Actualisé 12.04.2012 à 15:04

Bébés volés en EspagneUne religieuse devant la justice

Sœur Maria Gomez Valbuena, une religieuse de 80 ans, accusée d'avoir volé un bébé dans un hôpital de Madrid, était convoquée par la justice jeudi.

Soeur Maria Gomez Valbuena a refusé de répondre aux questions du magistrat.

Soeur Maria Gomez Valbuena a refusé de répondre aux questions du magistrat.

Une religieuse espagnole de 80 ans était convoquée jeudi par un juge qui enquête sur le vol d'une petite fille en 1982 dans un hôpital de Madrid, la première personne à être poursuivie dans la vaste affaire de bébés volés qui scandalise l'Espagne.

Vêtue de son habit bleu de religieuse, Soeur Maria Gomez Valbuena a refusé de répondre aux questions du magistrat, avant de sortir du tribunal protégée par la police.

La mère lui avait confié son bébé

La religieuse est accusée de détention illégale. En 1982, elle officiait dans la clinique Santa Cristina de Madrid, lorsque Maria Luisa Torres, une femme aujourd'hui âgée de 58 ans, est venue accoucher d'une petite fille.

La femme accuse la religieuse de lui avoir volé son enfant, qu'elle avait accepté de lui confier temporairement, contre rémunération, jusqu'à ce qu'elle retrouve une situation financière plus aisée.

Je pensais qu'elle était intouchable

Sa plainte est la première à aboutir en Espagne. «J'étais encore à moitié endormie quand je lui ai demandé où était ma fille.
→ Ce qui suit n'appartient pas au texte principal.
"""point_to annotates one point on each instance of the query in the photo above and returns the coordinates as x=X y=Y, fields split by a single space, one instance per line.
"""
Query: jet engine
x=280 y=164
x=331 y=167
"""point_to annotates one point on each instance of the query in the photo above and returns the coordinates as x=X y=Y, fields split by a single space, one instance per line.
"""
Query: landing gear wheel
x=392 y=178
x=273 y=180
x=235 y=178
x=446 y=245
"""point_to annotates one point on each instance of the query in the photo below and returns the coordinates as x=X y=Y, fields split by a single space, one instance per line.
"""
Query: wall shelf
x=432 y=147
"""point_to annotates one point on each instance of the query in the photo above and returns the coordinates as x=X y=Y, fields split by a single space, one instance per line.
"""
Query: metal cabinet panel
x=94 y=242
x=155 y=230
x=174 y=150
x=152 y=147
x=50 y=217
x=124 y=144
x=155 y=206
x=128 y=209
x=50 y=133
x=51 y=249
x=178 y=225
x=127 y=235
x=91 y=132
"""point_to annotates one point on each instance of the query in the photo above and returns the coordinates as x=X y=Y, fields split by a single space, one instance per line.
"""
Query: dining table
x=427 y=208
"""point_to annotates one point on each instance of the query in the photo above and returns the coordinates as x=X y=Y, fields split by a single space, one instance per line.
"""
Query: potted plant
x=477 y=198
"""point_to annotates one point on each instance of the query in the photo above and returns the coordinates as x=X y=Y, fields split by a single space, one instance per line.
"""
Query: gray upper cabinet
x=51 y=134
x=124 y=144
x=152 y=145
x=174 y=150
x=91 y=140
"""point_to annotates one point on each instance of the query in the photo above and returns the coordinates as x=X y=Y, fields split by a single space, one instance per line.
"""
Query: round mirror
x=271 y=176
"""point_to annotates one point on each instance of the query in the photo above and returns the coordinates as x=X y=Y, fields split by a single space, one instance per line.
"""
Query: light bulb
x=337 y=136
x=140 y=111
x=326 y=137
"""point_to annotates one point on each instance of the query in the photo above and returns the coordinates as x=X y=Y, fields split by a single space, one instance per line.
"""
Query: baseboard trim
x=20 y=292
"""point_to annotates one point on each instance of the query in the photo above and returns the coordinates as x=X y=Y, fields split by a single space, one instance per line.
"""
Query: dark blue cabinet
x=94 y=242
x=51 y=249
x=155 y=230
Et elle m'a dit "arrête de demander parce que sinon je t'enlève aussi ton autre fille et tu iras en prison pour adultère" », a confié Maria Luisa. «C'était une religieuse et je pensais qu'elle était intouchable». Cas rare, Maria Luisa a retrouvé sa fille, Pilar, en 2011.

«Toute ma vie, j'ai cherché ma fille: quand elle était bébé, quand elle était adolescente, je recherchais les mêmes traits que ma fille aînée, c'était une obsession», témoigne-t-elle.

Pendant 29 ans, mère et fille ont vécu à une vingtaine de kilomètres l'une de l'autre, sans le savoir. Ce n'est qu'en entendant les témoignages d'autres victimes que Maria Luisa a osé porter plainte, début 2012.

Peur d'être la seule

«Je pensais que j'étais seule et cela me faisait peur», témoigne-t-elle. «Mais en voyant qu'on était des milliers, et que dans de nombreux cas la même personne est soupçonnée du vol de bébés, cela m'a encouragée».

Selon elle, c'est parce qu'elle a pu appuyer son dossier sur l'existence prouvée de sa fille, des tests ADN ayant montré leur filiation, que sa plainte n'a pas été classée comme la plupart des autres. «Malheureusement, les autres familles n'ont pas retrouvé leur enfant», ajoute-t-elle. (afp)

Plaintes déposées dans tout le pays

Le scandale des bébés volés avait fait surface il y a un an, avec les premiers témoignages d'adultes qui osaient enfin briser la loi du silence.

Selon les associations, 1.414 plaintes ont été déposées dans toutes l'Espagne. L'une d'elle, Anadir, estime que 300.000 bébés ont pu être volés pendant la dictature de Franco (1939-1975) et jusque dans les années 1980, aucune loi n'étant venue encadrer les adoptions jusqu'en 1987.

Devant le scandale grandissant, les pouvoirs publics réagissent: une réunion entre des victimes et les ministres espagnols de la Justice, de l'Intérieur et de la Santé a été organisée jeudi à Madrid.